Correction- the negitive side of the coil, sorry.
 

I did find a fused link wire. I was going to get one of the maxi fuses but could not find the amperage I needed referenced any where so went with the 14 Ga wire the Haynes called for. I can take it back if anyone can tell me the size fuse I need. I bought some more wire loom so I'll go through and check all the splice connections and replace any bad ones. Then purty it up with nice shiny black loom. Cave man wiring does not bother me. But stupid wiring does. The Tach wire is purple.

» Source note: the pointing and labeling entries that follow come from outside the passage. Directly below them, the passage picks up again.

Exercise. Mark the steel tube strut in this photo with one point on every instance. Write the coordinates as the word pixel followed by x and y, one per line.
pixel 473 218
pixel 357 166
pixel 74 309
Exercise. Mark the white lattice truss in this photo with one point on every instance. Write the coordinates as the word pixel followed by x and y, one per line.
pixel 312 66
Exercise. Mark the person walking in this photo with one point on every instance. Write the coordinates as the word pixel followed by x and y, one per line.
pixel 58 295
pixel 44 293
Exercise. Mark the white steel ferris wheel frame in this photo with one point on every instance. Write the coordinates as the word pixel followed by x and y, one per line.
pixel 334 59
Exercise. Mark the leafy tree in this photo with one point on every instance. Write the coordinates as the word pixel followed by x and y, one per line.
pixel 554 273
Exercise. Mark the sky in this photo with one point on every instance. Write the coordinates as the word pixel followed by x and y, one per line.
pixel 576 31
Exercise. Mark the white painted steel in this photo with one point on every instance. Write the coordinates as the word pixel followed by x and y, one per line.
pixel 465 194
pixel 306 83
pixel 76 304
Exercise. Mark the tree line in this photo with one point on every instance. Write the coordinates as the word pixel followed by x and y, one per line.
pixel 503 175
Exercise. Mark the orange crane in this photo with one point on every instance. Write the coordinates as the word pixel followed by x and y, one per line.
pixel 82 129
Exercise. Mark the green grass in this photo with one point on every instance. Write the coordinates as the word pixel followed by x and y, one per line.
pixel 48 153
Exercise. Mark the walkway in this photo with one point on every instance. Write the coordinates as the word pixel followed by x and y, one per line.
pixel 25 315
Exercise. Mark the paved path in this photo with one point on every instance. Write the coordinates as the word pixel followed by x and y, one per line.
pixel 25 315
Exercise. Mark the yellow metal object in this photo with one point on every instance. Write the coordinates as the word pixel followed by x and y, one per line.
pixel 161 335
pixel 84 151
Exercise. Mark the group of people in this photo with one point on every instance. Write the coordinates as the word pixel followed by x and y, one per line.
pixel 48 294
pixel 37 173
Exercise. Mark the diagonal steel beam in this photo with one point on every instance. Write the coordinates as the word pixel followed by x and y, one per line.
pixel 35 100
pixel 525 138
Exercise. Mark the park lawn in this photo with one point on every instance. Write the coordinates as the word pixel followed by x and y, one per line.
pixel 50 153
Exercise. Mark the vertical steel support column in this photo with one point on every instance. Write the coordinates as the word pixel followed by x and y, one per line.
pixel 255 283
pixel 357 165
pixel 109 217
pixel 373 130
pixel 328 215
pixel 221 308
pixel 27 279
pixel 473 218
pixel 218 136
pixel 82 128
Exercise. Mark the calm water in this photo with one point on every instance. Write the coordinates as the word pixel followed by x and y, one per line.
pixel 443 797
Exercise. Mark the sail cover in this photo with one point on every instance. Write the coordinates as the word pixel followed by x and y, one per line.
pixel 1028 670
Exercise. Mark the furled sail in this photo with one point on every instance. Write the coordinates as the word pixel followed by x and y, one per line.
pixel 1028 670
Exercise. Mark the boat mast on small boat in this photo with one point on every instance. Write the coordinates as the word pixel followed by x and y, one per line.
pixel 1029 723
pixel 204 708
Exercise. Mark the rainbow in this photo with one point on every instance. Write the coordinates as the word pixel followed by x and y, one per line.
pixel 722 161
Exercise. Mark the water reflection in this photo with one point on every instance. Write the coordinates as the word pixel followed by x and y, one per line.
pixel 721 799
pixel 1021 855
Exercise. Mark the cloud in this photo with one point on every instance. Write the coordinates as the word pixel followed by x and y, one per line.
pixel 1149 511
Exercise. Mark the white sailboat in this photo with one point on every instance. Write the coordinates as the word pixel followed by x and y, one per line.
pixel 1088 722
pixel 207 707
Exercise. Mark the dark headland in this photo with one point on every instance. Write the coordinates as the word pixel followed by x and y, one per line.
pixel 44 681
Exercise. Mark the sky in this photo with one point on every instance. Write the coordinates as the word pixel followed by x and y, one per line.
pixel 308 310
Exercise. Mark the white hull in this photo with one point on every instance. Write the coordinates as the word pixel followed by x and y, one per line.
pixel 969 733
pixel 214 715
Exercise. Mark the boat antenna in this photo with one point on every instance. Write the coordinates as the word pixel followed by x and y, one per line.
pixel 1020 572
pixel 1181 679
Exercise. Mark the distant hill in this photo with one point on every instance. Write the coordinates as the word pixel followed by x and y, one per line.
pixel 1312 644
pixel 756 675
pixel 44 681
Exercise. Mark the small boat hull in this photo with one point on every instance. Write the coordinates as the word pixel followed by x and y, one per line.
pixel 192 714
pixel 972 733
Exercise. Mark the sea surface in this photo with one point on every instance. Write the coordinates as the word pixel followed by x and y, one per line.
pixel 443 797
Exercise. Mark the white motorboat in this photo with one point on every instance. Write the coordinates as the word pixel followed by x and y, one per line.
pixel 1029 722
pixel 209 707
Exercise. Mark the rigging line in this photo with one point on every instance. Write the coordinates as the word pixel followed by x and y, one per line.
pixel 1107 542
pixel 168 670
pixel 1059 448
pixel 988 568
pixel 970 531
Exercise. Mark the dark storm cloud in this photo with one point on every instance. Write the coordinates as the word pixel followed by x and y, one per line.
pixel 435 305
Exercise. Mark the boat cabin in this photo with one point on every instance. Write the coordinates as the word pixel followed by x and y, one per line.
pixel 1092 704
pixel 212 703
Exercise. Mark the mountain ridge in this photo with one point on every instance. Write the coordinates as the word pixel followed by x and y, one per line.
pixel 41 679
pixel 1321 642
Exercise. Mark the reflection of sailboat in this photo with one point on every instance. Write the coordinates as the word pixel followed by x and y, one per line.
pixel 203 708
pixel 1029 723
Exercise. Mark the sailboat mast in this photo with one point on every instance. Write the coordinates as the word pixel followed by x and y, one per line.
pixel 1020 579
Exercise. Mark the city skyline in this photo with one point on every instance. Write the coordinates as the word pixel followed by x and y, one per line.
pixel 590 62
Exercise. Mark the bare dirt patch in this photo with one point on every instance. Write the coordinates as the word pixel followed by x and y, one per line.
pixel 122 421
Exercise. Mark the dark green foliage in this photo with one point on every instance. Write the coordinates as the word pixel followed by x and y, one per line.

Hope the coil wire connections are marked, I have not checked yet.
Get all this tidied up and work on the fuel problem.
 
Anybody want to guess what the black wire with a white stripe that comes into the engine bay through the bulkhead connector goes to. Looks like it pulled out of something and was not just cut and stuffed in the wire harness loom. My Chilton does not show it. It passes through the firewall and it is cut right around the coil. Not saying it goes to the coil, that is where it is terminated.
 
what is it connected to inside the passenger area? There are a couple of connections in that general area. It may very well be a wire for the coil, netural safety switch, oil pressure sending unit, oil low pressure stuff off (if equipped) or just a wire that someone else ran that is no longer in use. . Unlike GM or Ford, AMC did not always use standardized wire colors over the years.
 

I have not gotten inside the jeep yet still replacing wires and bad crimps in the engine bay. It comes out of the firewall big huge black plug and runs through the harness and just ends close to the coil. I just want to make sure that during my troubleshooting looking for the fused link that I did not pull it out of another bad splice joint. It would not surprise me that it was not used. Before the current problems started all the gauges in the dash worked except for the tach.
 
Fuel line from the sending unit to the hard line is all shot. I might have broken the sending unit outlet tube but its loose. I'll call around looking for one in a bit but can I JB weld the outlet tube so it will seal and not spin around
 
If we are talking about the sending unit having a broken hard line at the bulkhead and it were me, I would just replace the whole thing even if I had to order one. They are under $35 for the part and yes it's a PITA to drop the tank, but even the smallest crack in a fuel line will be trouble.
 

The tank is already dropped. That's how I found it. The smog guys do a fuel cap test. They pressurize the tank and if it bleeds down too fast it fails. I pumped air in it and had the wife listen for a leak. It was coming out as fast as I pumped it in. Dropped the tank to see where it was coming from. Picking a sending unit up at NAPA today. it was 56 buckaroos. Could have gotten one for 46 at AutoZone but it would not be here till Monday. The fuel line from the tank to the hard line was shot also. when I removed the line the out put line was swiveling around.